Second. The plaintiff testified that Whitlock never paid any of the membership dues or provided her and her husband with any of the necessities expressed as a part of the consideration of the contract of assignment. She also stated, over objection of defendant's counsel, that the appellant never paid her the $500.00 referred to in the contract as having been advanced by him to her. It is contended that this was error for the reason that the plaintiff acknowledged receipt of payment of this sum of money, and that her testimony, therefore, was directly opposed to the terms of the written assignment.

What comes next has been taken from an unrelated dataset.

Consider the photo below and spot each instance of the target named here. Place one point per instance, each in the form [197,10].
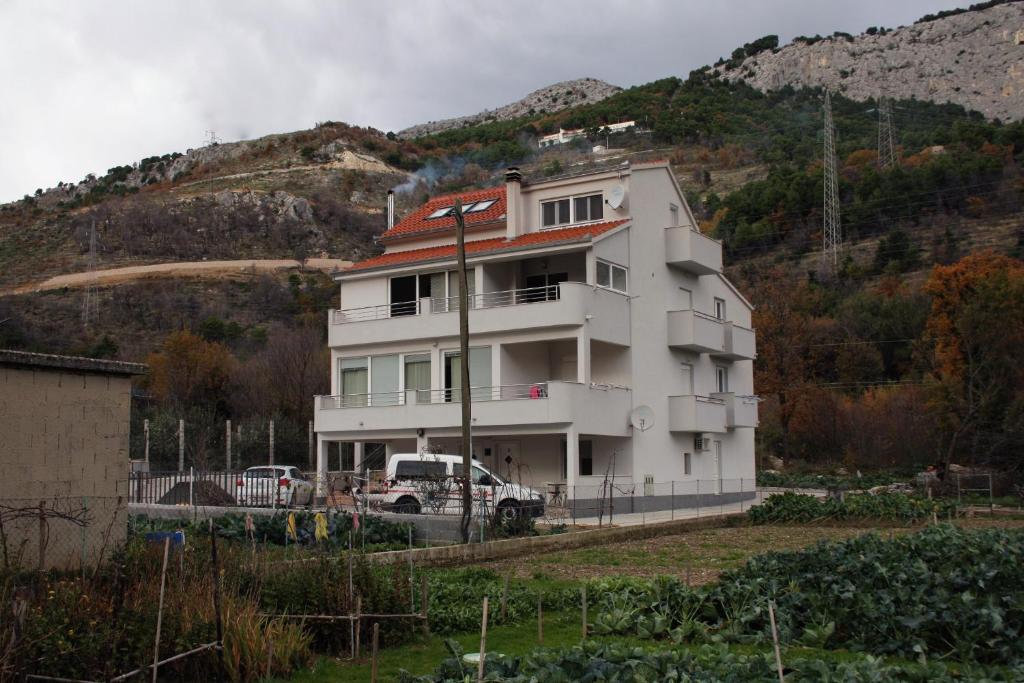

We think the testimony was properly admitted. The general rule is that the recitals of a written instrument with respect to the consideration are not conclusive, and this applies to an assignment and a want or failure of consideration either in whole or in part, may be shown by parol testimony. Of course, this cannot be done where the consideration is contractual in its nature. This rule likewise applies to a receipt. If the receipt is a mere recital or admission of money paid, it may be shown by extrinsic evidence that the money was not as a matter of fact paid; but in so far as a receipt embodies the elements of a contract, the parol evidence rule is applicable.

In the case at bar, the defendant offered testimony to establish the allegations of his answer that he had performed in all respects the written agreement, which included the alleged advance payment by him to the plaintiff of $500.00. The plaintiff sought to show that he had failed to do this. *Page 293 It is true that she had acknowledged in the written assignment that she had been paid this money; but this was not, as we have said, conclusive but was a mere admission or recital of such payment that could be contradicted by parol testimony. A proper analysis of the written contract leads to this conclusion.

Third. When R.R. Whitlock, a witness for the defendant, was on the stand, he was asked on direct examination if he knew anything about the attempted assignment of the beneficiary certificate, and he stated that he did; that his father "showed it to me and-told me." At this point counsel for the plaintiff objected on the ground that it was a self-serving declaration. The Court then observed, "I don't know what it is going to be by his statement"; and the witness responded, "I was going to say what was on the policy." The trial Judge thereupon ruled that anything that the witness might have found written on papers in the possession of the defendant would be inadmissible. It is argued that this was error for the reason that "it being a written instrument, merely in defendant's custody, it could not have been a self-serving declaration."

We cannot say, from what appears in the record, whether the witness was about to testify to a declaration that was self-serving or not. Nor can we say that the exclusion of the testimony did the defendant any harm. We do say, however, if there was anything written on the policy which the appellant desired the Court and the jury to know, the writing was the best evidence. It does not appear that the defendant offered to produce the certificate or gave any reason at the trial why he could not do so. This assignment of error is without merit.

The exceptions are overruled and the judgment of the Court below is affirmed.

MESSRS. JUSTICES CARTER, BONHAM and FISHBURNE concur.